When media is brought in for Home Movie Day, they examined the tapes and other media formats.

"Checking to see if there's any cracks in the tape. Does the tape seem to have any mold growing on the inside does when you look at the actual top of the tape Is there any wrinkles and it doesn't look like it's folded over. If you say yes to any of these things, the first thing you want to do is not play it back," said Bhathena.

He says film is a little different.

"Film is organic. So a lot of people don't understand that. There's two parts of film. There's the plastic and then the recorded images on the emulsion."

If you see signs of those issues, and with film, a vinaigrette smell or pinkish hue developing, it needs to be stored away from other media so it can be handled by a professional to preserve it.

"It's kind of like apples in the bag where if you have one bad apple but you have 8 good apples in the bag, pretty soon the other eight good apples can turn bad if they're next that bad one," said Bhathena.

We had Bhathena take a look at some VHS tapes from our CBS 58 family, he noticed damage that he quickly repaired.

"The one thing that we noticed is that like the tape has a crack shell and when you have a tape that's cracked, a lot of times this can jam inside the VCR, parts of the brain or because you have all sorts of robotics coming down and pressing against the tape, so it's a good idea to try and re-shell the tape like this," said Bhathena while re-shelling a tape.

At Home Movie Day, they also stressed the importance of digitization to preserve films for the future.

Williams says it's something many people haven't put much thought to, meaning family moments from years-past are at-risk of being lost forever.

"Those movies have as much value in many cases as what is projected and preserved by Hollywood or corporate archives," said Williams.

"Home Movie Day is a wonderful opportunity for us at UW-M and a relatively small program, the film studies program for us to demonstrate our deep connections to the community," said Director of The Film Studies Program Jocelyn Szczepaniak-Gillece.

She says Williams and her are now teaching film preservation and archival to students, who also helped out on home movie day.

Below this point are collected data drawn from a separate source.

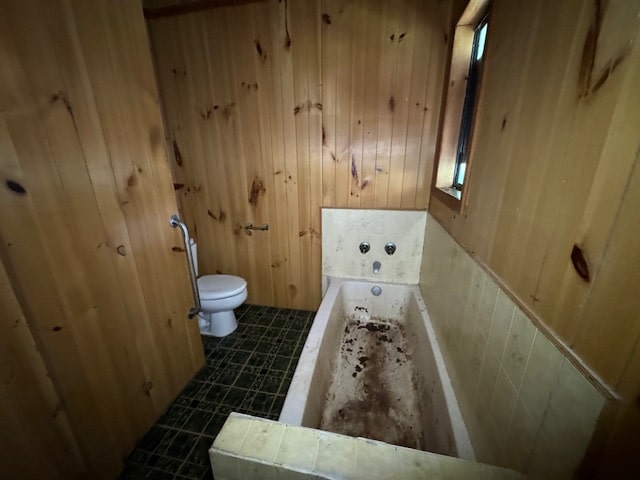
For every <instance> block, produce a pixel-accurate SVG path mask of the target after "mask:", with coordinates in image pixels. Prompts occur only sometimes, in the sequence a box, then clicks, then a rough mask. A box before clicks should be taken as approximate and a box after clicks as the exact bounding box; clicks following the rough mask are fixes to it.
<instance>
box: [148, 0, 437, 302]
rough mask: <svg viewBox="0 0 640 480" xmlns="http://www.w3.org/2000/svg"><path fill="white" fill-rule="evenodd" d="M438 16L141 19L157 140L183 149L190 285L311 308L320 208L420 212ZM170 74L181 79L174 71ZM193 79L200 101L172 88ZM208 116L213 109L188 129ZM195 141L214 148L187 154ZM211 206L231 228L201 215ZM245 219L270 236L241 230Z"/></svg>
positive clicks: (211, 210) (165, 18) (276, 3)
mask: <svg viewBox="0 0 640 480" xmlns="http://www.w3.org/2000/svg"><path fill="white" fill-rule="evenodd" d="M440 8H441V6H440V4H439V3H438V2H416V1H413V0H411V1H409V0H407V1H402V2H392V1H389V0H376V1H356V2H351V1H344V0H322V1H320V0H316V1H311V2H279V1H276V0H270V1H268V2H257V3H253V4H248V5H237V6H233V7H225V8H212V9H206V10H201V11H198V12H194V13H190V14H186V15H178V16H174V17H167V18H159V19H149V21H148V24H149V29H150V33H151V39H152V42H153V45H154V54H155V60H156V67H157V72H158V79H159V83H160V89H161V92H162V98H163V104H164V110H165V115H166V119H167V123H168V130H169V131H170V132H172V135H173V136H174V137H175V138H178V137H180V144H181V145H180V149H181V151H182V150H184V151H185V152H189V154H188V155H189V156H188V158H182V159H181V160H182V163H183V165H182V166H178V165H177V164H176V163H175V158H174V165H173V166H172V168H173V169H174V171H175V172H176V179H177V180H176V181H177V182H178V183H185V187H183V189H182V190H181V191H182V192H183V193H182V194H181V195H182V196H181V201H182V205H183V213H184V215H185V216H186V217H188V219H189V222H190V225H191V224H193V226H194V229H195V230H196V231H197V232H198V241H199V244H200V245H201V248H200V251H201V252H202V253H201V254H200V259H201V262H200V267H201V270H202V272H201V273H214V272H216V271H221V272H225V273H232V274H238V275H242V276H244V277H245V278H247V280H248V282H249V301H250V302H255V303H262V304H267V305H278V306H291V307H301V308H315V307H317V305H318V303H319V300H320V207H322V206H327V207H331V206H335V207H355V208H360V207H361V208H372V207H376V208H406V209H416V208H417V209H422V208H425V207H426V206H427V202H428V188H429V184H430V182H429V178H430V175H431V173H430V171H431V165H432V162H433V152H434V146H435V141H436V139H435V137H436V129H437V125H438V118H439V112H440V105H439V102H440V97H441V92H442V82H443V79H444V70H445V61H446V49H447V43H446V41H445V39H444V34H443V32H445V31H446V29H447V26H446V25H445V24H444V23H443V20H442V16H441V11H440ZM448 9H449V7H445V10H446V11H448ZM194 22H196V23H197V25H198V28H201V29H202V32H203V34H202V35H204V36H205V37H206V38H207V39H208V42H207V43H206V46H205V47H203V42H202V41H201V40H200V39H199V38H198V35H197V34H194V33H193V32H190V29H193V27H192V25H194ZM258 43H259V45H260V48H258ZM175 44H179V45H181V48H180V49H176V48H175V47H174V45H175ZM181 65H185V67H184V69H185V70H186V74H183V75H176V74H175V73H171V72H174V70H176V71H178V72H180V66H181ZM189 77H196V78H195V79H191V80H190V81H191V82H195V83H200V82H202V81H205V82H206V83H208V84H209V85H210V92H208V93H206V92H203V91H202V90H199V89H194V88H191V89H187V88H176V84H180V83H185V82H186V81H187V80H185V78H189ZM203 79H204V80H203ZM243 83H244V86H243ZM254 83H255V84H257V86H258V87H257V88H254V87H252V85H253V84H254ZM207 104H210V105H212V106H213V107H215V106H216V105H217V106H218V108H217V109H212V110H211V113H210V114H209V116H208V118H207V120H206V122H207V124H208V127H206V128H199V127H197V125H200V123H202V119H201V118H200V112H202V111H206V108H205V105H207ZM225 106H227V108H226V109H225ZM225 112H226V113H225ZM218 131H219V135H218V134H217V133H216V132H218ZM171 142H172V139H170V141H169V144H170V145H171ZM205 142H209V143H212V144H217V145H216V146H213V147H212V148H211V149H209V150H206V151H199V150H198V149H197V148H195V147H193V145H200V144H203V143H205ZM183 143H184V145H182V144H183ZM189 144H190V145H189ZM223 155H224V157H222V156H223ZM174 157H175V155H174ZM185 157H186V156H185ZM188 163H191V164H194V165H191V166H187V164H188ZM222 164H224V165H225V168H224V169H222V168H220V165H222ZM202 176H206V178H202ZM423 177H424V178H423ZM256 179H257V180H258V181H259V184H261V185H262V187H263V190H260V193H258V195H257V199H258V200H257V204H256V205H255V206H251V204H249V202H248V199H249V198H250V196H251V195H250V194H251V186H252V185H253V184H254V180H256ZM425 179H426V180H425ZM202 189H208V190H209V192H208V196H209V199H207V194H206V193H205V192H203V190H202ZM178 192H180V190H179V191H178ZM179 194H180V193H179ZM214 197H215V198H219V200H218V201H219V202H220V206H216V205H210V204H209V203H211V199H212V198H214ZM231 205H233V207H232V206H231ZM218 208H220V209H222V210H223V211H225V212H226V211H229V212H231V213H230V214H229V215H227V219H226V221H224V222H220V221H219V220H215V219H214V218H212V217H211V216H210V215H208V214H207V212H208V211H209V210H210V211H211V212H212V213H213V214H214V216H216V217H218V214H217V209H218ZM258 217H260V218H258ZM249 221H253V222H254V223H269V225H270V229H269V231H268V232H254V234H253V235H252V236H247V235H245V234H244V232H243V231H238V228H239V227H242V226H244V224H245V223H246V222H249ZM203 222H204V223H205V224H207V225H202V223H203ZM208 224H213V225H214V226H215V228H213V229H212V228H210V225H208ZM232 256H233V257H235V260H230V259H229V257H232Z"/></svg>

"We're kind of partially teaching them not only about the history of these technologies, but also their aesthetic values. And when we can introduce students to the to the aesthetic values of obsolete technologies or so-called obsolete technologies," said Szczepaniak-Gillece, "I think we can then introduce them to having a critical eye about history and visual culture in general."

They hope to continue the event in the future to continue to preserve that history and culture.

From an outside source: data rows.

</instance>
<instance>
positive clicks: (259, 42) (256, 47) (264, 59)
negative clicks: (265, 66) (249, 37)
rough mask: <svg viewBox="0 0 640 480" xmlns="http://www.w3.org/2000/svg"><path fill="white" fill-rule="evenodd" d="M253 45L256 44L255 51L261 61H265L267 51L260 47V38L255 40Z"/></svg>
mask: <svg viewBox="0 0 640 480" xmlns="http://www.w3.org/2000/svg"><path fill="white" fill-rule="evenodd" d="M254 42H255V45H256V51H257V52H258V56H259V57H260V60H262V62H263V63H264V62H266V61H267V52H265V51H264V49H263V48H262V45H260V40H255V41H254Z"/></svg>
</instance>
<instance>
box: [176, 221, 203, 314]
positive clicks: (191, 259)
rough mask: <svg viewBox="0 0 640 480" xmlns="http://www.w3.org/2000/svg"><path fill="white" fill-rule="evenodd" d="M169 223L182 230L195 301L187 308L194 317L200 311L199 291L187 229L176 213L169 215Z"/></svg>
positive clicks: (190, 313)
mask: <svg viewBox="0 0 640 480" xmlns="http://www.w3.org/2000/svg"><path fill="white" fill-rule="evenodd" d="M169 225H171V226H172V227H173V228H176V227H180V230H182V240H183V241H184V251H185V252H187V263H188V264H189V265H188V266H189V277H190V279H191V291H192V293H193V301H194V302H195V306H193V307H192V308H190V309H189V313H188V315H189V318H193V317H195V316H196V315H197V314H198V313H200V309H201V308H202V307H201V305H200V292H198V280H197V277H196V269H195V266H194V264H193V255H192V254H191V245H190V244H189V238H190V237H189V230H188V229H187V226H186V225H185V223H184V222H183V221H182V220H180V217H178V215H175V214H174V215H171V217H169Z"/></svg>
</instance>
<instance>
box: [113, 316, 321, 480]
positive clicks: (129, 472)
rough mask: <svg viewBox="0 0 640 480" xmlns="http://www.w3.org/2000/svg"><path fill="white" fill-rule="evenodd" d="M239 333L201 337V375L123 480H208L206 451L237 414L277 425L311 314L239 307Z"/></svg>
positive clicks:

"It's a history of how people represent themselves and understand their families and their own identities fitting into a larger socio-cultural sphere. So I find this very, very valuable as a way to demonstrate how film history is a shared history," said Szczepaniak-Gillece, "It's a history of all of us, and it's a history that all of us should have access to."

Terry Bruss brought films he and his uncle shot.

"The main theme is this, you know, take care of your family history. Make sure the next generation gets to enjoy it too," said Bruss explaining why he came out to the event.

Schwaby says she plans to take their advice and look for a place to digitize the film she brought, making sure to ask for a sample from the digitizer before choosing who to go with.

"They answered some of my questions and I took some notes and I'm definitely going to pursue that it's going to be a big task, but I'm hoping I can do it," said Schwaby.

To preserve history like of first communions, family holidays, kids playing in the yard, or the Circus Parade, a Milwaukee staple for decades that ended in 2009 that Schwaby had film of from the 70's.

"I love emanating information to Milwaukeeans, because I love Milwaukee. And it's like this is our history," said Schwaby.

"It gives us an idea not just about historically, what was at a location when it was recorded, but then also how do people behave? What kind of clothing do they wear? How do they interact with one another? It's a real testament to what we were like as humans," said Bhathena.